At Leiden, anthropology students study “the everyday practices of individuals and groups around the world in relation to the complex global challenges of diversity, sustainability, and digitalisation.” We support students in their academic endeavour to engage in socio-cultural and political issues, particularly addressing intersecting injustices. Across the globe there’s a call to attend more radically and reflexively to societal issues addressed in anthropology curricula/education. This asks for a critical usership of digital tools. For if educators categorically exclude AI driven technologies from the curriculum, how can we support students in developing the capacity to critically engage with the processes of digitalisation permeating all socio-cultural phenomena?
Towards a technical pedagogy
The transnational research network Pirate Care offers a framework that engages the socio-cultural assumptions of digital tools, including the user worlds students and educators are or might become part of. The network proposes a technical pedagogy as an engaged mode of learning. Whereas the interfaces of many digital tools appear simple and user-friendly, “these simplified interaction patterns occlude the complexity of computing infrastructures and the intricacy of the social behaviors they generate”.
Put differently, our increasingly mediated realities might not necessarily lead to technological literacy. Not being able to orient ourselves in and make sense of AI induced environments runs the risk of amplifying our dependency on big tech. Stronger yet, for Pirate Care, “the introduction of ubiquitous digital technology coincides with a loss of autonomy that takes on the contours of an experience of deskilling”. The more specialised our knowledge becomes, the more difficult it will be to gauge the complexity and diversity of AI technologies in the worlds we inhabit.
There’s the possibility that extensive bans on large language models and other AI technologies haphazardly leads to technical deskillment, rather than the hoped-for empowerment of students. The Pirate Care network suggests that “we need to get to know the tools we use better” (p.130): what is needed is a critical pedagogy pertaining to technical enskilment and critical usership.
Enskilment as pedagogical value
This is not to say that we must embrace all things artificial. But there’s more to large language models such as ChatGPT than “risks” and “opportunities”. Not all things digital or computational are binary in form or meaning.
By using algorithmic models as a resource (alongside traditional publications), we can invite students to scrutinise cultural biases built into these models. By designing assignments that engage emerging technologies, we can acquire the skills needed to assess in what ways algorithms can be oppressive. By exposing AI technologies in courses that are historically ‘non-digital’, students and educators can collectively explore the pervasive entanglements between human and nonhuman technologies. In short, we might engender pedagogical approaches that – paraphrasing the Precarious Workers Brigade – “assist the project of radically amending a world deeply mixed in social and ecological crises”.

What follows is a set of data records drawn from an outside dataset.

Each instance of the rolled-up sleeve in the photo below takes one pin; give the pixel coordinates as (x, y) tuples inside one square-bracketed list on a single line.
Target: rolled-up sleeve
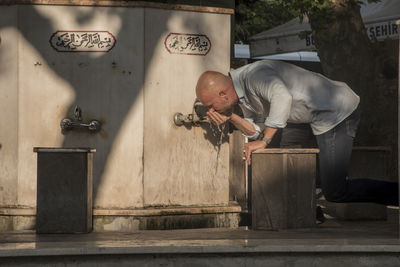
[(258, 129)]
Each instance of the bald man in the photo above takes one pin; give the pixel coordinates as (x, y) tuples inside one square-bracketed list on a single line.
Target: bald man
[(273, 93)]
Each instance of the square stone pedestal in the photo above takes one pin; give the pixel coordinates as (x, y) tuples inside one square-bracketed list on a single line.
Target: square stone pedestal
[(64, 190), (283, 188)]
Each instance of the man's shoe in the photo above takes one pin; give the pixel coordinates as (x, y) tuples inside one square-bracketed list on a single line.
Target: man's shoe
[(320, 218)]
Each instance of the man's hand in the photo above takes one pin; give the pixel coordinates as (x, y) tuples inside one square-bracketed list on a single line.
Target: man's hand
[(253, 146), (216, 117)]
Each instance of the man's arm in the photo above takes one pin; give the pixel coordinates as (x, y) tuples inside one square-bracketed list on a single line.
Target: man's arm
[(243, 125), (269, 132)]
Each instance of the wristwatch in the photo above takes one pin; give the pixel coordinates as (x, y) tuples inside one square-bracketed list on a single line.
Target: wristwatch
[(266, 140)]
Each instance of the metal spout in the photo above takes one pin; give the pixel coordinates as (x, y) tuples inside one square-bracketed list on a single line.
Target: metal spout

As emergent technologies reproduce (or challenge) existing axes of marginalisation and oppression, their significance for the field of anthropology is indisputable. Rather than prescribing what a ‘good’ or ‘successful’ technological tool for education is or can be, educators can facilitate learning spaces that help us gauge what an increasingly digitalised society might look like. In so doing, students and teachers alike might practice critical usership or design alternative models, rather than ban consumption or perform moralist acts of policing. Through technical enskilment we can try to unpack the socio-cultural assumptions and multiple meanings of technologies that are or will be.